Anas Leidenschaft zum Tischtennis harmoniert bestens mit ihrem Interesse am Land China. Die Bedeutung dieser Sportart sei dort vergleichbar mit dem Fußballsport in Deutschland, erzählte sie. Auch auf diesem Gebiet lernte sie in den letzten fünf Monaten durch das ein oder andere spannende Match einiges dazu.

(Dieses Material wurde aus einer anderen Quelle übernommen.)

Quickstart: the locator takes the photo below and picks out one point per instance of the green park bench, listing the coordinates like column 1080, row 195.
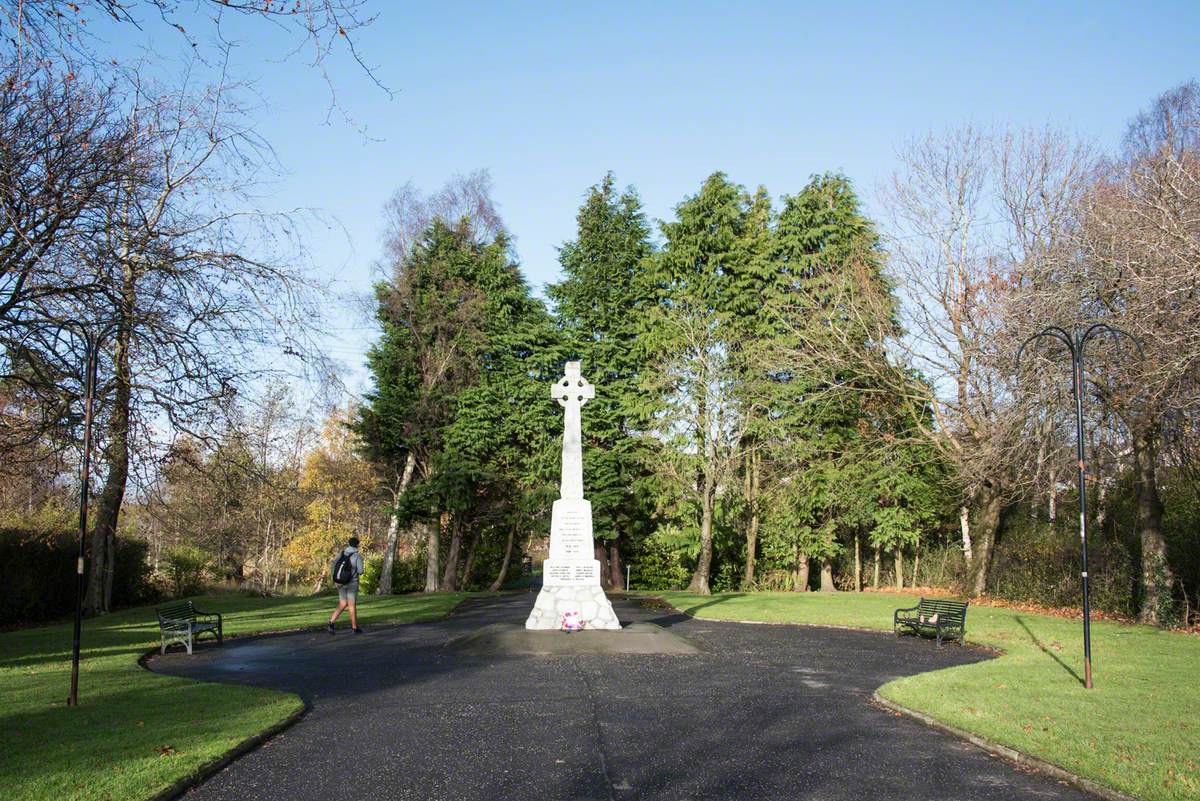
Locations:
column 183, row 622
column 941, row 619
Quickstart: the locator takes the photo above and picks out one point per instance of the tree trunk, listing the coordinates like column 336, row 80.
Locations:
column 450, row 574
column 827, row 576
column 389, row 552
column 802, row 574
column 858, row 562
column 751, row 492
column 504, row 566
column 965, row 525
column 432, row 544
column 989, row 523
column 99, row 597
column 916, row 564
column 1156, row 572
column 616, row 572
column 700, row 578
column 1053, row 497
column 471, row 560
column 601, row 555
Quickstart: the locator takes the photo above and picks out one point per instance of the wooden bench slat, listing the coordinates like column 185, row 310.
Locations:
column 951, row 619
column 180, row 622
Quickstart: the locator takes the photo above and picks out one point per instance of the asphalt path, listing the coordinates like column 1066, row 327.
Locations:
column 762, row 712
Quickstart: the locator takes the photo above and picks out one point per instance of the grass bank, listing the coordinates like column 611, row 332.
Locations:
column 136, row 733
column 1137, row 730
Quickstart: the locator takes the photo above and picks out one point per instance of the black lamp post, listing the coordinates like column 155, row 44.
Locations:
column 1075, row 344
column 91, row 355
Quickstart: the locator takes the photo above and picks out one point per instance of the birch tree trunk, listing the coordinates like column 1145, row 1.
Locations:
column 1156, row 573
column 450, row 574
column 858, row 562
column 504, row 566
column 989, row 523
column 432, row 543
column 965, row 525
column 751, row 492
column 616, row 572
column 99, row 597
column 827, row 576
column 389, row 553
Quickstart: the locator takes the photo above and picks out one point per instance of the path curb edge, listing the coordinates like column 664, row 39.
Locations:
column 210, row 769
column 1011, row 754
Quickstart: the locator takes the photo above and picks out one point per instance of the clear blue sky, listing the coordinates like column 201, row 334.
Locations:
column 550, row 96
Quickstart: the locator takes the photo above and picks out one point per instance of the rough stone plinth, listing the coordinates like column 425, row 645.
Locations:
column 589, row 601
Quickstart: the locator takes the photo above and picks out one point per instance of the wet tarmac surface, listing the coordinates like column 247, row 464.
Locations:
column 760, row 712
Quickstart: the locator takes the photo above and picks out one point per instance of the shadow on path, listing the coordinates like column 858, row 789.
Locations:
column 768, row 712
column 1020, row 621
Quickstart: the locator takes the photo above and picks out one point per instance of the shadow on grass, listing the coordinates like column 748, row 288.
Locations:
column 690, row 610
column 1020, row 621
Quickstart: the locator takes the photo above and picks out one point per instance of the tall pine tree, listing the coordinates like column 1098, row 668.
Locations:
column 598, row 305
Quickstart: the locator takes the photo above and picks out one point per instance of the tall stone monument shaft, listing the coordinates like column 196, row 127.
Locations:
column 571, row 573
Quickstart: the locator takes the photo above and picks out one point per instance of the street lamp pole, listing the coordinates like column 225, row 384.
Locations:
column 91, row 347
column 1075, row 344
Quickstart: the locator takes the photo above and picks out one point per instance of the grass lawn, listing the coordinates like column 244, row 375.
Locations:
column 136, row 733
column 1138, row 730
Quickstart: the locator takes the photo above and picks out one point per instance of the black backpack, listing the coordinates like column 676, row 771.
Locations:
column 343, row 568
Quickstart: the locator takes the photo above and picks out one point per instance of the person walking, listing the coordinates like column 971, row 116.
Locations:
column 346, row 568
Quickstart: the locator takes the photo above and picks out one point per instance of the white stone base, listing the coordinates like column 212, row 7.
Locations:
column 589, row 601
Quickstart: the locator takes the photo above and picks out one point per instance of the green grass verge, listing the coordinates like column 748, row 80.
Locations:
column 136, row 733
column 1138, row 730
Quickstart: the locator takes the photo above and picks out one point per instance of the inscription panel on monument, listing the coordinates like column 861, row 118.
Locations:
column 574, row 527
column 570, row 573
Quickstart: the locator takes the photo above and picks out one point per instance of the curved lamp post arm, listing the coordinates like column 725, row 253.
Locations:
column 1053, row 332
column 1099, row 327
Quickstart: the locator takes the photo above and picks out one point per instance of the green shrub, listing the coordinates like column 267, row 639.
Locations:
column 407, row 574
column 369, row 582
column 663, row 561
column 185, row 570
column 37, row 576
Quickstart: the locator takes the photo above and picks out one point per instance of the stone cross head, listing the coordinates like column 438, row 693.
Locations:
column 573, row 387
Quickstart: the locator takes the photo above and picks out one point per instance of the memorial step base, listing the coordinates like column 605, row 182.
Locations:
column 591, row 602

Ana-Sofia lebte in Peking in einer Wohngemeinschaft mit zwei weiteren deutschen Studentinnen, nur wenige U-Bahn-Stationen entfernt von der Universität. Die Verpflegung gestaltete sich unkompliziert, da es allein auf dem Campus 16 Mensen mit verschiedenen Spezialitäten gab und auch in der Umgebung einige Restaurants eine vielfältige, günstige Küche boten.
Während des halbjährigen Aufenthalts besichtigte die Studentengruppe aus Deutschland auch einige berühmte Sehenswürdigkeiten wie zum Beispiel den Himmelstempel, die Chinesische Mauer und das Tor des himmlischen Friedens. Zudem reiste Ana auch nach Tianjin, eine Nachbarstadt Pekings. Eine Woche verbrachte die Studentengruppe außerdem in den Städten der Provinz Guizhou, welche im Südwesten Chinas liegt. Die Kultur dort sei kaum vergleichbar mit den Lebensgewohnheiten in Peking, berichtete die Studentin.
Viel mitgenommen
Nach ihrem Aufenthalt in der Volksrepublik China blickt Ana nun auf einen ereignisreichen Lebensabschnitt zurück. Sie hat dort nicht nur ihre Sprachkenntnisse enorm vertieft, sondern auch einiges gelernt über das Land, die Menschen und die politischen Hintergründe dort. "Ich bin sehr froh über die besonderen Erfahrungen, die ich machen durfte und würde die Reise zweifellos wiederholen", so ihr Fazit. Der Master in Chinesisch ist Teil ihres Planes für die Zukunft. Sicherlich wird dieser Aufenthalt in Peking nicht Anas letzter im asiatischen Raum gewesen sein.